Only toward the end did my mental state start to shift. With most extra-inning games, what you want during the first few extra innings is for the game to reach a conclusion. Hopefully a positive conclusion, but some sort of conclusion. If no conclusion has been reached by the time the game gets deep, then you reverse and hope the game never ends. You want baseball to get weird. You want unusual defensive alignments. You want emptied benches. You want position players pitching. Or, alternatively, unscheduled starters pitching. You root for absurdity, because by the time you get that deep into any one baseball game your brain has checked out and gone for a walk. Silliness takes hold and you start to understand the appeal of the Three Stooges. You start to wonder why you never understood the appeal before.

The Mariners had a chance to score in the top of the 14th. Whatever, they didn't. In the bottom half, in his second inning of work, Tom Wilhelmsen struck out B.J. Upton. Wilhelmsen looked good, but he was the last guy, with Shawn Kelley under the weather, and the broadcast informed us that Miguel Olivo was getting loose in the bullpen. Prior to that, those of us who were watching were watching without knowing why. We just wanted to not be watching anymore. Miguel Olivo gave us a reason. I think I speak for all of us when I say that, as soon as we heard that Olivo was warming up, that was the one thing we wanted. Even if Olivo came in and allowed a first-pitch walk-off home run, at least we would've seen Miguel Olivo on the other end of the battery. That would've made it all worthwhile.

Olivo warmed up until the Rays walked off. Carlos Pena dropped a single in front of Ichiro. Ben Zobrist pulled a grounder down the line that Justin Smoak might've been able to knock down. Ichiro made a poor throw home with Pena rounding third, and nobody bothered to cut it off for a relay. Just when we finally had a reason to give a shit about the game continuing, the game ended, in a most frustrating way. We didn't get to forget about everything and focus on Miguel Olivo's fastball. We were instead reminded that Justin Smoak is a mess, and that the Mariners are kind of a mess.

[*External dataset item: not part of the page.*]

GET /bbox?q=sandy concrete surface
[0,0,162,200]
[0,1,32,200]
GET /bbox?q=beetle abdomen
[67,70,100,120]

These opportunities don't come around very often. I don't know if we'll ever see Miguel Olivo warming up in a bullpen again and my assumption is that, no, we probably will not. We don't get to see how hard he can throw. We don't get to see if he can throw a breaking ball. We don't get to make jokes about Miguel Olivo throwing offspeed stuff. We don't get to wonder if Miguel Olivo is calling his own pitches. We don't get the joy of Miguel Olivo getting hitters out, and we don't get the carefree laughter of Miguel Olivo not getting hitters out. We don't get to see the Mariners' dugout respond to Miguel Olivo pitching. We don't get to see Munenori Kawasaki scowl with jealousy. We don't get to see Munenori Kawasaki volunteer to catch.

Over recent years, the Mariners perfected the frustrating nine-inning game. Tonight they might've perfected the frustrating 14-inning game. It's nice to see the Mariners trying new things, but as long as they're being open-minded, I have some other new things I'd like for them to try instead.